Other uses and disclosures of information not covered by this notice or by the laws that apply to us will be made only with your written permission.

III. Patient’s Rights and Provider’s Duties:

· Right to Request Restrictions – You have the right to request restrictions on certain uses and disclosures of protected health information about you. You also have the right to request a limit on the medical information we disclose about you to someone who is involved in your care or the payment for your care. If you ask us to disclose information to another party, you may request that we limit the information disclosed. However, we are not required to agree to a restriction you request. To request restrictions, you must make your request in writing and tell us: 1) what information you want to limit; 2) whether you want to limit our use, disclosure, or both; and 3) to whom you want the limits to apply.

· Right to Receive Confidential Communications by Alternative Means and at Alternative Locations — You have the right to request and receive confidential communications of PHI by alternative means and at alternative locations. (For example, you may not want a family member to know you are seeing a therapist. Upon your request, we will send your bills to another address. You may also request that we contact you only at work or that we do not leave voice mail messages.) To request alternative communication, you must make your request in writing, specifying how or where you wish to be contacted.

· Right to an Accounting of Disclosures – You generally have the right to receive an accounting of disclosures of PHI for which you have neither provided consent nor authorization (as described in section III of this Notice). On your written request, we will discuss with you the details of the accounting process.

 · Right to Inspect and Copy – In most cases, you have the right to inspect and copy your medical and billing records. To do this, you must submit your request in writing. If you request a copy of the information, we may charge a fee for the costs of copying and mailing. We may deny your request to inspect and copy in some circumstances. We may refuse to provide you with access to certain psychotherapy notes or to information compiled in reasonable anticipation of, or use in, a civil, criminal, or administrative proceeding.

· Right to Amend – If you feel that the protected health information we have about you is incorrect or incomplete, you may ask us to amend the information.
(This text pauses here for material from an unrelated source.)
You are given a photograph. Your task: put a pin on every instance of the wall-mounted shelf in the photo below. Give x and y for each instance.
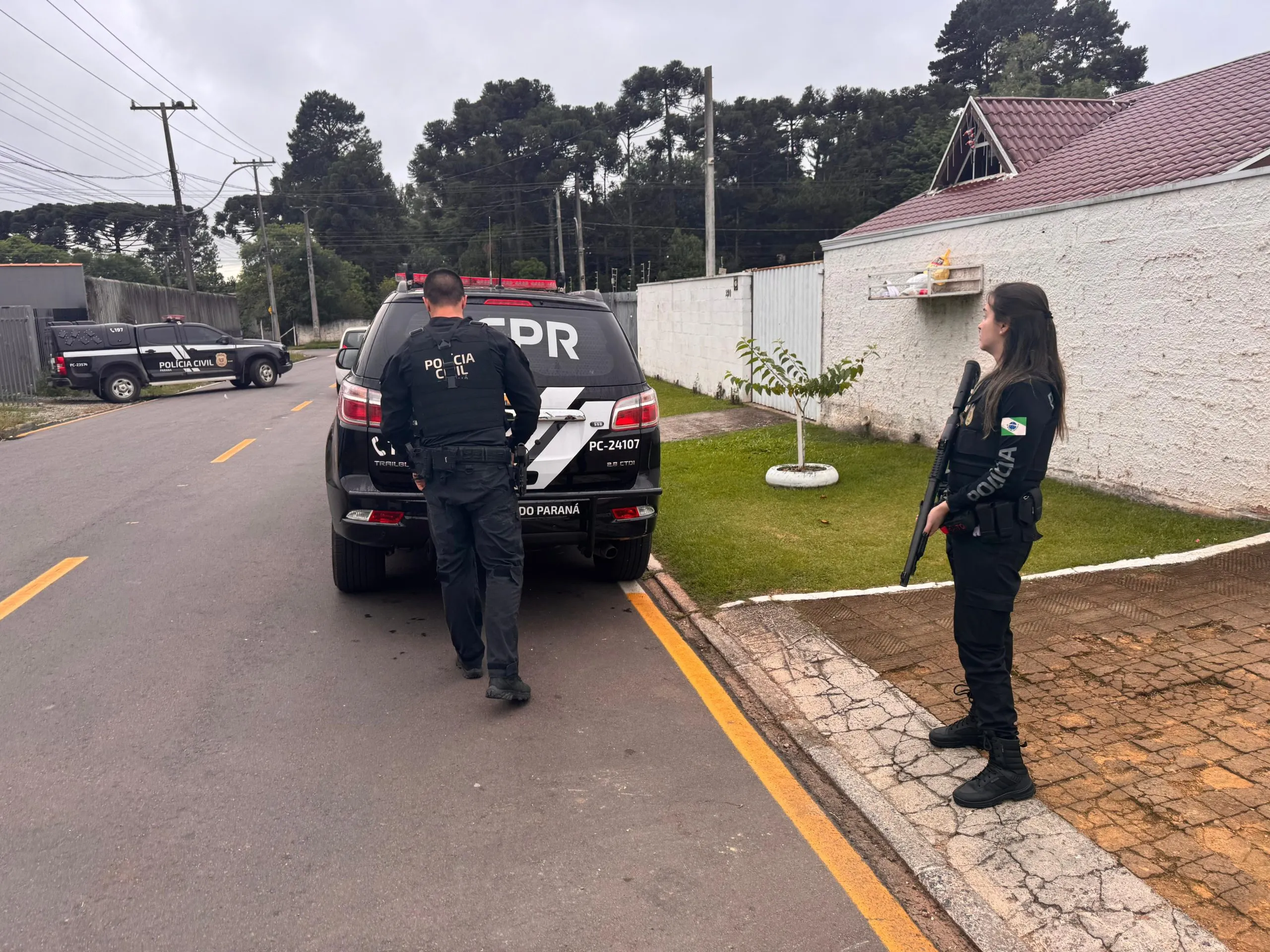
(963, 281)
To request an amendment, your request must be made in writing and submitted to us. In addition, you must provide a reason that supports your request. We may deny your request if you ask us to amend information that: 1) was not created by your therapist; we will add your request to the information record; 2) is not part of the medical information kept by us; 3) is not part of the information which you would be permitted to inspect and copy; 4) is accurate and complete.

· Right to a copy of this notice – You have the right to a paper copy of this notice. You may ask us to give you a copy of this notice anytime. Changes to this notice: We reserve the right to change our policies and/or to change this notice and to make the notice effective for medical information we already have about you and any information we receive in the future. The notice will contain the effective date. A new copy will be given to you or posted in the waiting room. We will have copies of the current notice available on request.

Complaints: If you believe your privacy rights have been violated, you may file a complaint. To do this, you must submit your request in writing to my office. You may also send a written complaint to the U.S. Department of Health and Human Services.